18. Ingatlah Hari Ini

77.1K 13.8K 1.2K
                                    

2014

Today is the day when Andina's middle school life finally comes to an end.

Berlokasi di Hotel Mercure Convention Center Ancol, wisuda SMP Andina sedang berlangsung. Perjalanan tiga tahun menuntut ilmu di SMP-nya akan berakhir di sini, hari ini. Kenangan-kenangan mulai dari manis, pahit, konyol, sampai memalukan akan ditutup dan diabadikan sebagai bagian dari hidupnya. Ia akan membuka lembaran selanjutnya untuk mengukir kisah baru di masa SMA yang orang bilang adalah masa-masa paling indah.

Andina tak yakin masa SMA-nya akan menjadi masa yang paling indah. Ia sudah merasa sangat nyaman dengan lingkungan SMP-nya. Baik teman-teman, guru, bahkan gedung sekolahnya yang memiliki banyak pepohonan, ia menyukai semuanya. Sungguh, jauh di lubuk hatinya, ia berharap sistem pendidikan SMP dapat berlangsung lebih lama seperti SD yang memakan waktu enam tahun.
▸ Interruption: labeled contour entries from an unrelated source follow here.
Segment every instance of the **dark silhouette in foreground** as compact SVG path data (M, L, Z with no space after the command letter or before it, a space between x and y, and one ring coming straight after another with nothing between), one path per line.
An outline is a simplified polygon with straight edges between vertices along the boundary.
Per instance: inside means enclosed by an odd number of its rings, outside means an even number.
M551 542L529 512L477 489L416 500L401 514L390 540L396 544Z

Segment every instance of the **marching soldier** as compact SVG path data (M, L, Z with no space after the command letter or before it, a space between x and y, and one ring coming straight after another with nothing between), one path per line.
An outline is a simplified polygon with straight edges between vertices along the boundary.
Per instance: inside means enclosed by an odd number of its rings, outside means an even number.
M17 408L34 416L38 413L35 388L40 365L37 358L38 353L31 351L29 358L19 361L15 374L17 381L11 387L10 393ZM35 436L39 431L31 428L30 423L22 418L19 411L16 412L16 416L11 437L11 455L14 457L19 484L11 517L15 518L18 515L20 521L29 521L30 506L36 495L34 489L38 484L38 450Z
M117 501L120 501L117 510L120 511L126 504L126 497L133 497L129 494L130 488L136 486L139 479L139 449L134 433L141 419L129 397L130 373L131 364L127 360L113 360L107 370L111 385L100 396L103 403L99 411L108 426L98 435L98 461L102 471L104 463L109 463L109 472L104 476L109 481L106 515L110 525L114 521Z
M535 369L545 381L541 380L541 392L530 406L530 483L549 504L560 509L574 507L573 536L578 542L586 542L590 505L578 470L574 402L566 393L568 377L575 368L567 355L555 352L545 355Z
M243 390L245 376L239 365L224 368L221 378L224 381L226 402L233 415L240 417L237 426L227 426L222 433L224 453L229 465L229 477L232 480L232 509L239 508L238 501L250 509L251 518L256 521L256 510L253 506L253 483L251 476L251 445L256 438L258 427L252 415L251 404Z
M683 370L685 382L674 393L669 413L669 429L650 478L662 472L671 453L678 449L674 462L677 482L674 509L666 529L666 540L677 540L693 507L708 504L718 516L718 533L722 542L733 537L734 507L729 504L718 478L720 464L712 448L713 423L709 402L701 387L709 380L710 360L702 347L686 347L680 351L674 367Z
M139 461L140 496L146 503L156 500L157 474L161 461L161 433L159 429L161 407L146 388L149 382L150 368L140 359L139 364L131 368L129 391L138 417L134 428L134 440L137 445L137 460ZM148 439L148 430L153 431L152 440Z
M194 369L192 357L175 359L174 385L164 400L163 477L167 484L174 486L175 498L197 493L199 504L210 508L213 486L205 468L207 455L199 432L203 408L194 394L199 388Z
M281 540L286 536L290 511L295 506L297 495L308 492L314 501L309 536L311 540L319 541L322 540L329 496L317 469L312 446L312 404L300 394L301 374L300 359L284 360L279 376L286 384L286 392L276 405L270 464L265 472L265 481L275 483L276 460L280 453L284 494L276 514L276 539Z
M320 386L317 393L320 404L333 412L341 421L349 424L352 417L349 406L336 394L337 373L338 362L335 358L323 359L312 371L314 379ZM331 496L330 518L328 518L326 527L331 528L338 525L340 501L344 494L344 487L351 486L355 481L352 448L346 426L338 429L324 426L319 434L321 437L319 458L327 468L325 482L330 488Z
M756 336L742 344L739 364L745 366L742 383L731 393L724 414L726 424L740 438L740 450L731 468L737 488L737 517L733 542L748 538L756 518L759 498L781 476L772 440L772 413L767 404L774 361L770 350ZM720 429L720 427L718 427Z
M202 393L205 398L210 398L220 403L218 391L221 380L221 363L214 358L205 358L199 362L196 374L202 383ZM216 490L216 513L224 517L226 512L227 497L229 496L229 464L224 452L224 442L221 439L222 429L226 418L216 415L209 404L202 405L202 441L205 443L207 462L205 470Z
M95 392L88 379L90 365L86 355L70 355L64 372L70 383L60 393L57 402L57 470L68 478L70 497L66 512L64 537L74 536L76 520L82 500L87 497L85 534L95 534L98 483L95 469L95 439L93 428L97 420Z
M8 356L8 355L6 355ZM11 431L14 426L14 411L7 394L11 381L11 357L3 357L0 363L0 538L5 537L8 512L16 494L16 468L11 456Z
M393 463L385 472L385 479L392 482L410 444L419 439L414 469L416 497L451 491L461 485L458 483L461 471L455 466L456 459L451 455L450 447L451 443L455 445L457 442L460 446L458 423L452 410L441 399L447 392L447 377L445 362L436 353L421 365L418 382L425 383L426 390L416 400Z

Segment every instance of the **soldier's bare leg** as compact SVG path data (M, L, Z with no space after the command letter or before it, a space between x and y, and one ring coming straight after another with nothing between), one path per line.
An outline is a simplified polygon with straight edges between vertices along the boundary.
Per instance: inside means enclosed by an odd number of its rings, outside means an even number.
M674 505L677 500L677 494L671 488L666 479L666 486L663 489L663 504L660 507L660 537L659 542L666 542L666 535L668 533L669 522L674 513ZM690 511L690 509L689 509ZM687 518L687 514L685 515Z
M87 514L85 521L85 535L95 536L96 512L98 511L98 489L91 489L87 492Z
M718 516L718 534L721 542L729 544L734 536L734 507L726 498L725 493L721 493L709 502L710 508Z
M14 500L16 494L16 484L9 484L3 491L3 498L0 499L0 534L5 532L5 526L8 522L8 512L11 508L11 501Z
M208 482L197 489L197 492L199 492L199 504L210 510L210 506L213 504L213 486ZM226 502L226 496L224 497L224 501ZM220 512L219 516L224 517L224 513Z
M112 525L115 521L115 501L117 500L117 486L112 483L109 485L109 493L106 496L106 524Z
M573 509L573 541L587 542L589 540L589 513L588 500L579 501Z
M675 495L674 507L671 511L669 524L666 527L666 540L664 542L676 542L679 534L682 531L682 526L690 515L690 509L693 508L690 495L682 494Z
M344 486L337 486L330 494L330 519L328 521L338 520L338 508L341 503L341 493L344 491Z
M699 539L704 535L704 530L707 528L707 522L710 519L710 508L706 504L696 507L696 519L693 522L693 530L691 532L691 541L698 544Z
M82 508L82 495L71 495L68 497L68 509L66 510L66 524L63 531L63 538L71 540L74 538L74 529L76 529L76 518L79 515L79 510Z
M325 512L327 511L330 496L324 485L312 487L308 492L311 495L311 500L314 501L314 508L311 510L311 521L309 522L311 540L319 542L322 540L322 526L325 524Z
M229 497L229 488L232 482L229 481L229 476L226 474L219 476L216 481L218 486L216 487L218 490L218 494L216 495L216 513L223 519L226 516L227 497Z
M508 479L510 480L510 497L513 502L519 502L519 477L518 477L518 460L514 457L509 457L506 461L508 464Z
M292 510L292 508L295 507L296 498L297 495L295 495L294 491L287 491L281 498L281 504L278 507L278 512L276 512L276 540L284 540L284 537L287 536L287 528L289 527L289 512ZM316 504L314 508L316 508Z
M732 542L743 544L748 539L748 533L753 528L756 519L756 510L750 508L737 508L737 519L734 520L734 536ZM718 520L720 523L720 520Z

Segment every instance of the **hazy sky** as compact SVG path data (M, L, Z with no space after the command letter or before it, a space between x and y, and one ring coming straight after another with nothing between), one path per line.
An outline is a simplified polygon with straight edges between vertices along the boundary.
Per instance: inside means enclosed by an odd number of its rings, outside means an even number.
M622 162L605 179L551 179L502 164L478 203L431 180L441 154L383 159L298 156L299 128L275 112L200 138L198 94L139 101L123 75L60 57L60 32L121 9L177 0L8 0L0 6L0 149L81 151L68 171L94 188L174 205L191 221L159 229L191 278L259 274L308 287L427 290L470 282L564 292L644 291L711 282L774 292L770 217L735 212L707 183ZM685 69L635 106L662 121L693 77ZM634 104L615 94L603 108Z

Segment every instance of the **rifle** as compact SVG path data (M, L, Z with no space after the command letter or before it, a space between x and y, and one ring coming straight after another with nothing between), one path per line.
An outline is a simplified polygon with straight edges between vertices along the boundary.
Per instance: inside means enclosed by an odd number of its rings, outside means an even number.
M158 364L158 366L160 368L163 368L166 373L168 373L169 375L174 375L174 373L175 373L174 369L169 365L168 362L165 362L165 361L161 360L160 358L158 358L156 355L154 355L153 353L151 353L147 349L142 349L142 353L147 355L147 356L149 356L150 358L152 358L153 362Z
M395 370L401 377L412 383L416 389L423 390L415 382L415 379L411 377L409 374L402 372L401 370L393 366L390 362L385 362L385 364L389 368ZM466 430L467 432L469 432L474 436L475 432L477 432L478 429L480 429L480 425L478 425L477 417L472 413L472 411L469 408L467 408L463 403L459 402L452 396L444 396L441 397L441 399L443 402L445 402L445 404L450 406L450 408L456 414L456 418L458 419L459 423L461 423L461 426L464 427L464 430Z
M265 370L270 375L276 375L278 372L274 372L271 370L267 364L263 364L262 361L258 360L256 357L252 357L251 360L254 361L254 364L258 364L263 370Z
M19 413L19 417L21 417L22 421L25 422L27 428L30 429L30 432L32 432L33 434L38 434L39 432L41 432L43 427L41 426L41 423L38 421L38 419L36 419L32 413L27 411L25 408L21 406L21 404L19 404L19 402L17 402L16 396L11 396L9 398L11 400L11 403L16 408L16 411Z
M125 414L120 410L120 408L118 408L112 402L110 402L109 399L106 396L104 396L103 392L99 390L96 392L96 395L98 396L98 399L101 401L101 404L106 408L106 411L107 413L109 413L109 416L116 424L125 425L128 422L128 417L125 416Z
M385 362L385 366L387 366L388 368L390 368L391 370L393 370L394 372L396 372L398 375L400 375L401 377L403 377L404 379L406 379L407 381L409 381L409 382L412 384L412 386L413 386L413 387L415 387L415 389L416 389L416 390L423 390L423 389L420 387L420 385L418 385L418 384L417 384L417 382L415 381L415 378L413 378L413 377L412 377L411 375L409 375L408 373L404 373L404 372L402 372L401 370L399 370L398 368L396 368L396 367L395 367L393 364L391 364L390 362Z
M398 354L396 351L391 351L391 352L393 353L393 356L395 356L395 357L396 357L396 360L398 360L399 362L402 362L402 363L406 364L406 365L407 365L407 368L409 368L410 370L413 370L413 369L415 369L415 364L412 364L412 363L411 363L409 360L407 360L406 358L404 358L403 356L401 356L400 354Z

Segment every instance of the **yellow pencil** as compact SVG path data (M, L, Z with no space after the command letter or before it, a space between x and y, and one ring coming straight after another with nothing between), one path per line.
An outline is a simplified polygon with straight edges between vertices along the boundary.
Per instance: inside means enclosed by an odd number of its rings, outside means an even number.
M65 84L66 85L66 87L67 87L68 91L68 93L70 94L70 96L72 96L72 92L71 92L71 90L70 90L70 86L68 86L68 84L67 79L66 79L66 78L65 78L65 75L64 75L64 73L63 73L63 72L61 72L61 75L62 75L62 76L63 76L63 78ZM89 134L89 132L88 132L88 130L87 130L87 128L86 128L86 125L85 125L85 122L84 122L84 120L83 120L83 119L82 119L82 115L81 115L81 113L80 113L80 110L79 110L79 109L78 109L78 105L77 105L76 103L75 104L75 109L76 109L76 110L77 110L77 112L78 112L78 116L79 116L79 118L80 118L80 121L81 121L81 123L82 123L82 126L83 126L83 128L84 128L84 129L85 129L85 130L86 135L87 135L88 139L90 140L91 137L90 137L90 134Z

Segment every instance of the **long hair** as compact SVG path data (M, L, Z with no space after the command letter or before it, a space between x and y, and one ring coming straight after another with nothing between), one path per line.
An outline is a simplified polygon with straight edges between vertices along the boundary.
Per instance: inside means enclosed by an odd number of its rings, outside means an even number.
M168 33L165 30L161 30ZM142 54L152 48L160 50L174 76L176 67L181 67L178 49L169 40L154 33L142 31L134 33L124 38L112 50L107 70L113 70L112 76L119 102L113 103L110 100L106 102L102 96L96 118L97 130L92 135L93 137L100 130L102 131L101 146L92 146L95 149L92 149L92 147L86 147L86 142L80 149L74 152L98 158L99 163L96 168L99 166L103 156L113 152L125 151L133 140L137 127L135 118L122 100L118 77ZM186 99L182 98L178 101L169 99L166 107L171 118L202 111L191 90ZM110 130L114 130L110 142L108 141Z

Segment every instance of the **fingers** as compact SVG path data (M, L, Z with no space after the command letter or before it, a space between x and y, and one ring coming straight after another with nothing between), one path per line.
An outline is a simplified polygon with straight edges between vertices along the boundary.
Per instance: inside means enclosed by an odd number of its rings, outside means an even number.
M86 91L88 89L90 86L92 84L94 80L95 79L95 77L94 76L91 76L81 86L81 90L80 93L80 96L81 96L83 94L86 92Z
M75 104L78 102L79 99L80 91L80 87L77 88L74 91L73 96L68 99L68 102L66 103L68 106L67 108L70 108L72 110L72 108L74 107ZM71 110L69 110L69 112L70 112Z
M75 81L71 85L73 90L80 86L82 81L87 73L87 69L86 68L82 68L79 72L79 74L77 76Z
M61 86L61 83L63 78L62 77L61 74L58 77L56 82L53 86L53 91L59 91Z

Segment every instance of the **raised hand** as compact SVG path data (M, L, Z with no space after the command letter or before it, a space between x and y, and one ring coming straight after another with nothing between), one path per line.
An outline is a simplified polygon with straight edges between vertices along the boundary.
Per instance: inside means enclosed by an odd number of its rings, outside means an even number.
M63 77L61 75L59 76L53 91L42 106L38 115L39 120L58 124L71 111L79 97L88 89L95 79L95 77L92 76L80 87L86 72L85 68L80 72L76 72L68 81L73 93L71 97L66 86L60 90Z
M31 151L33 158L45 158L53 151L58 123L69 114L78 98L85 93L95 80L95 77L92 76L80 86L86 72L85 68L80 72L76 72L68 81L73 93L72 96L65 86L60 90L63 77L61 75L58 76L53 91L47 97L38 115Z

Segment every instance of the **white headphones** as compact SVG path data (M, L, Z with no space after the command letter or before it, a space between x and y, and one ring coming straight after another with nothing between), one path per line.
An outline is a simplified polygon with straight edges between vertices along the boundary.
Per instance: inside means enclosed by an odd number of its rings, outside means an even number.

Namun sekarang, ia mau tak mau harus meninggalkan semua itu dan melangkah pada jalannya sendiri.

Wajarkah jika Andina ingin menangis? Entahlah, mungkin karena ia bukan tipe anak yang mudah beradaptasi dengan lingkungan baru, ia seolah tak rela untuk berpisah dengan masa SMP-nya.

Ketika kata-kata sambutan dari kepala sekolah, yayasan, dan doa-doa yang dipanjatkan oleh guru agama selesai, di beranda ballroom yang menghadap ke pemandangan laut, balon yang membawa nama sekolahnya diterbangkan sebagai bentuk penglepasan. Anak-anak dipersilakan untuk membuka baju batik khas sekolah mereka dan berganti dengan kaos putih polos yang sudah dipakai double sebagai simbol bahwa mereka telah lulus dan siap untuk mengukir kisah baru.

Mungkin ini adalah hari yang paling membahagiakan untuk mereka. Andina dikelilingi tawa dari Dela, Risa, dan Nadine. Di kejauhan, ia dapat melihat Martin sedang bercanda dengan teman-temannya, termasuk Indy. Di antara guru-guru sendiri, Pak Sleman yang biasa bersikap tegas dan hobi menyuruh push up kini juga tengah berbincang sambil tertawa dengan anak-anak lain. Dirga dan Kiran tak lagi malu-malu untuk berdekatan karena mereka baru saja dinobatkan sebagai King and Queen. Mereka masih mengenakan selempang dan mahkota keemasan buatan.

Bayangkan saja, Dirga dan Kiran mendapat gelar King and Queen serta ceng-cengan oleh satu angkatan di depan orang tua murid di saat mereka memang memiliki hubungan spesial. Jarang-jarang ia melihat wajah Dirga merah seperti kepiting rebus saat di depan panggung.

Andina sendiri baru saja mendapatkan sesuatu yang sangat berharga dan membanggakan.

"Andina Raia Ryandi, peraih peringkat dua dari kelas 9B."

Di dua kelas sebelumnya, Andina tak pernah mendapatkan piala untuk peringkat tiga besar. Kini saat ia mendapatkannya, hal itu bertepatan dengan wisuda sehingga semua peraih peringkat kelas sembilan diumumkan di depan seluruh murid dan orang tua.

Ia, seorang kaum rebahan yang tak pernah mengikuti kegiatan apapun selama belasan tahun hidupnya, kini mendapatkan piala pertama atas prestasinya meraih peringkat dua di kelas. Ia, yang gagal masuk ke kelas unggulan bersama Fadil, justru mendapatkan hal lain yang membanggakan orang tuanya. Andina bangga ia menjadi penyebab dari terukirnya senyuman ayahnya saat maju mendampinginya menerima piala tersebut.

She'll definitely cherish these bittersweet moments for the rest of her life.

***

"Diam. Yang anteng."

Dela dan Nadine menahan kedua tangan Andina agar tak bergerak banyak selagi Risa berusaha mendadaninya. Riasan di wajah Andina sudah hampir sempurna kecuali bagian bibir. Andina paling pantang memakai lipstick, entah apa sebabnya.